We managed to improve the test accuracy, and reduce overfit.

Beyond least squares

In this section we will extend the result to models that use a non-quadratic loss (e.g. logistic regression). The proof above doesn’t work for non-quadratic losses, but we can get an approximate result using a 2nd order taylor approximation for the loss.

The goal is to (approximately) express \[\begin{align*} \mathrm{E} \left[ \sum_{i=0} ^{n-1} l \left( a\left(x_i, p_i\right) ^T \theta \,;\, y_i \right) \right], \end{align*}\] as a sum of a non-augmented loss term, and a regularization term. Here, \(l(\hat{y}_i\,;\,y_i)\) is the loss function that measures how bad is the prediction \(\hat{y}_i\), given the true \(y_i\).
For example, for logistic regression we use the logistic loss \[ l(\hat{y}; y) = \log \left( 1 + \exp \left(-y \, \hat{y} \right) \right) \] (with \(y \in \{ -1, 1 \}\)).

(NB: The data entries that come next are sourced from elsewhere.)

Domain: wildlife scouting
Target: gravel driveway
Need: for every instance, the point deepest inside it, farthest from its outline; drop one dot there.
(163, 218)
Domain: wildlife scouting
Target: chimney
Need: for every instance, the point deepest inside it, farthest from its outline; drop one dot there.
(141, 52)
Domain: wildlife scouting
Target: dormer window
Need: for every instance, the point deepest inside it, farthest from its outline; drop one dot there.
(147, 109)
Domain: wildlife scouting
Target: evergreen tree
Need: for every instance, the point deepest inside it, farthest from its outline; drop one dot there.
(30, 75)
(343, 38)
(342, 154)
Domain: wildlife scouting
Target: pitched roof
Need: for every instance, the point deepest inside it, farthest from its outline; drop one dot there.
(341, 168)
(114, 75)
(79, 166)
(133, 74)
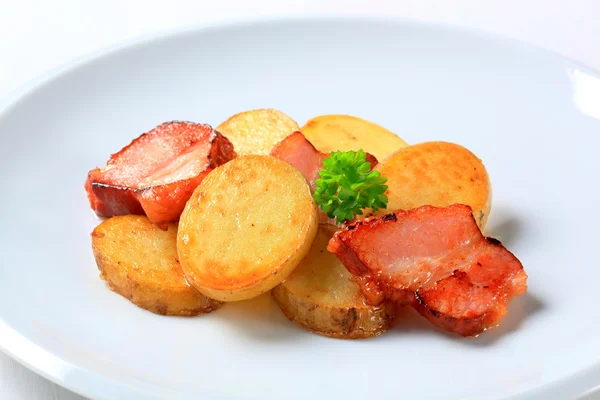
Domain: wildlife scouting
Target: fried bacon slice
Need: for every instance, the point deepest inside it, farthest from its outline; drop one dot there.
(158, 171)
(436, 260)
(298, 151)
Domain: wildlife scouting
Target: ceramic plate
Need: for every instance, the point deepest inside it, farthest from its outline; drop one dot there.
(531, 116)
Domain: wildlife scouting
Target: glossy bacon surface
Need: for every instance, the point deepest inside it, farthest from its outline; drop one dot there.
(158, 171)
(437, 260)
(298, 151)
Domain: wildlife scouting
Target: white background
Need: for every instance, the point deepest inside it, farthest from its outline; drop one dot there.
(39, 35)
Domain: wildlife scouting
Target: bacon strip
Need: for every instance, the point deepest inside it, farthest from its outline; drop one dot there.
(436, 260)
(158, 171)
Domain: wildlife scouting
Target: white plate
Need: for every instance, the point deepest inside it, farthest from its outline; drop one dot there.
(533, 118)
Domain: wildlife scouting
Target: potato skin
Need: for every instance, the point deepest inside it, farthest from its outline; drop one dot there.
(138, 260)
(437, 174)
(257, 131)
(320, 297)
(246, 227)
(345, 132)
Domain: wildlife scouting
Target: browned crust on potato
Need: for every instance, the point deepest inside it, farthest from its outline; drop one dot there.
(320, 297)
(334, 322)
(438, 174)
(139, 261)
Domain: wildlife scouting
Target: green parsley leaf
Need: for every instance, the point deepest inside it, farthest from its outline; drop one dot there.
(347, 186)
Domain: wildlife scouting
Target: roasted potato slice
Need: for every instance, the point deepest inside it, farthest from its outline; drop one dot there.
(138, 260)
(437, 174)
(344, 132)
(246, 227)
(319, 296)
(257, 131)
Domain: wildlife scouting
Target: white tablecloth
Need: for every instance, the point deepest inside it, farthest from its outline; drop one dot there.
(39, 35)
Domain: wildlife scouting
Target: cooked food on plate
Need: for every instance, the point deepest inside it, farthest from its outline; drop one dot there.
(341, 220)
(156, 173)
(139, 261)
(435, 259)
(246, 227)
(437, 174)
(257, 131)
(345, 132)
(320, 296)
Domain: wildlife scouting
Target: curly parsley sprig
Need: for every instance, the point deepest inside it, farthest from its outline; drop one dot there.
(347, 186)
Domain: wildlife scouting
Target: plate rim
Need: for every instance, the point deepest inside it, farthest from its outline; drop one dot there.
(28, 354)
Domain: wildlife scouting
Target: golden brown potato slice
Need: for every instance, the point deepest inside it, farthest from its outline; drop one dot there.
(257, 131)
(319, 296)
(138, 260)
(437, 174)
(344, 132)
(246, 227)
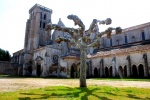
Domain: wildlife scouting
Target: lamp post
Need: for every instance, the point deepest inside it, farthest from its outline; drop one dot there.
(80, 39)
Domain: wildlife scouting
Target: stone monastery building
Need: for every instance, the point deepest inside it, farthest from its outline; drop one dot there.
(124, 55)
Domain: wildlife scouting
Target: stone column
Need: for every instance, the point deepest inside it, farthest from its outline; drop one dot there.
(146, 65)
(114, 66)
(128, 66)
(101, 68)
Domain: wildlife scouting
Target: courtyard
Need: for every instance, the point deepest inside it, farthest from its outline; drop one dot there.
(25, 88)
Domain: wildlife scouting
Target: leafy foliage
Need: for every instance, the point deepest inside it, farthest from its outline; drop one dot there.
(4, 55)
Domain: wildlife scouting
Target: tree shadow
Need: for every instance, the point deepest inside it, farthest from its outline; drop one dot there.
(82, 93)
(133, 96)
(68, 93)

First, we expand each loss term around \(\mu_i ^T \theta\): \[\begin{align*} l(\hat{y}_i; y_i) \approx l(\mu_i ^T \theta\,;\,y_i) + l'(\mu_i ^T \theta\,;\,y_i) \left( \hat{y}_i - \mu_i ^T \theta \right) + \frac{1}{2} l''('mu_i^T \theta\,;\,y_i) \left( \hat{y}_i - \mu_i ^T \theta \right)^2 \end{align*}\] (The derivatives here are with respect to the first argument of \(l\)).

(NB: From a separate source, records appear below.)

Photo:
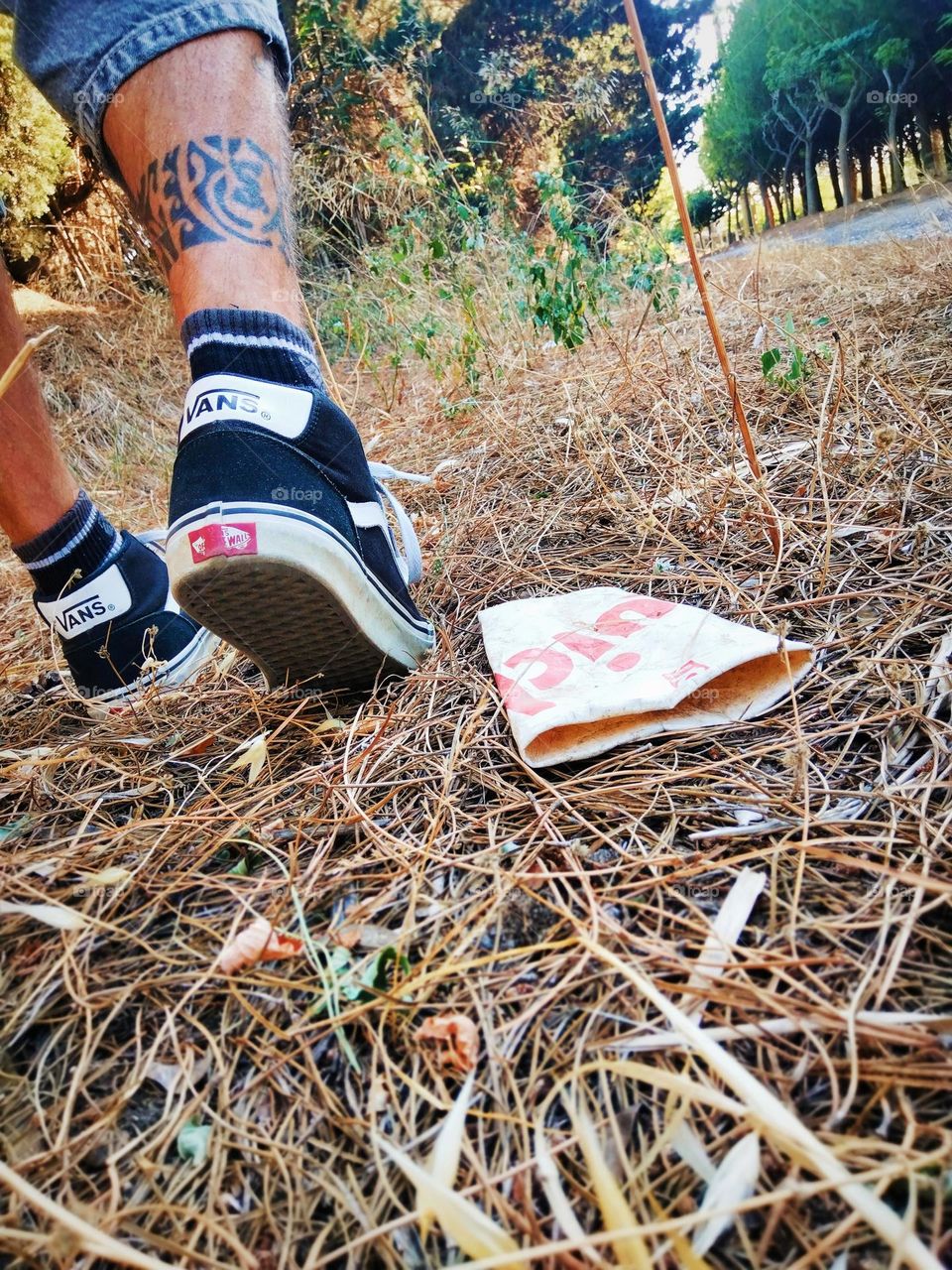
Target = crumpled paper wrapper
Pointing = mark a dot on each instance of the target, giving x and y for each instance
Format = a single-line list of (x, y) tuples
[(590, 670)]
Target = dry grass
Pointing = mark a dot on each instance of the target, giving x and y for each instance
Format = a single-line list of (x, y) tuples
[(409, 818)]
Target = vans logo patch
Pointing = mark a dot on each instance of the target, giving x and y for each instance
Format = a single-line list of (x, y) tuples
[(280, 408), (217, 402), (75, 616), (221, 539)]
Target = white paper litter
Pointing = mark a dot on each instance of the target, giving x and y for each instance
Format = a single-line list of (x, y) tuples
[(590, 670)]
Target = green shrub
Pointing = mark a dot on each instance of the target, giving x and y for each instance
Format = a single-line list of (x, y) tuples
[(35, 155)]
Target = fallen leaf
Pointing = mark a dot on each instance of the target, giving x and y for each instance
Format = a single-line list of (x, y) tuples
[(730, 1187), (463, 1222), (365, 934), (254, 756), (444, 1159), (197, 747), (193, 1141), (619, 1219), (462, 1040), (51, 915), (329, 725), (557, 1201), (257, 943), (114, 876)]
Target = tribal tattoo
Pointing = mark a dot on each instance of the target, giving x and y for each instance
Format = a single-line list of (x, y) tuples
[(212, 190)]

Substitute this into the expectation, we get: \[\begin{align*} \mathrm{E} \left[ \sum_{i=0} ^{n-1} l \left( a\left(x_i, p_i\right) ^T \theta \,;\, y_i \right) \right] &\approx \mathrm{E} \left[ \sum_{i=0} ^{n-1} l(\mu_i ^T \theta\,;\,y_i) + l'(\mu_i ^T \theta\,;\,y_i) \left( a\left(x_i, p_i\right) ^T \theta - \mu_i ^T \theta \right) + \frac{1}{2} l''(\mu_i^T \theta\,;\,y_i) \left( a \left(x_i, p_i \right) ^T \theta - \mu_i ^T \theta \right)^2 \right] \\&= \sum_{i=0} ^{n-1} l(\mu_i ^T \theta\,;\,y_i) + l'(\mu_i ^T \theta\,;\,y_i) \mathrm{E}\left[ a\left(x_i, p_i\right) - \mu_i \right] ^T \theta + \frac{1}{2} l''(\mu_i^T \theta\,;\,y_i) \mathrm{E} \left[ \left( \left( a\left(x_i, p_i\right) - \mu_i \right) ^T \theta \right)^2 \right] \\&= \sum_{i=0} ^{n-1} l(\mu_i ^T \theta\,;\,y_i) + \frac{1}{2} l''(\mu_i^T \theta\,;\,y_i) \theta^T R_i \theta \end{align*}\] So like in the least squares case, in the loss term we just replace each \(x_i\) with it’s mean. But, the regularization term is not quadratic, since we have the second derivative factor which is not constant (unless the loss is quadratic).

I use this result to tell myself that it is reasonable to design a quadratic regularizer based on augmentation covariances, even for non-least squares models, as long as the covariances are small, and \(l''\) is bounded (like in logistic regression).

References

I actually don’t know of any reference that discusses this connection between augmentation and regularization, although I’m sure it’s out there. Let me know if you know of one!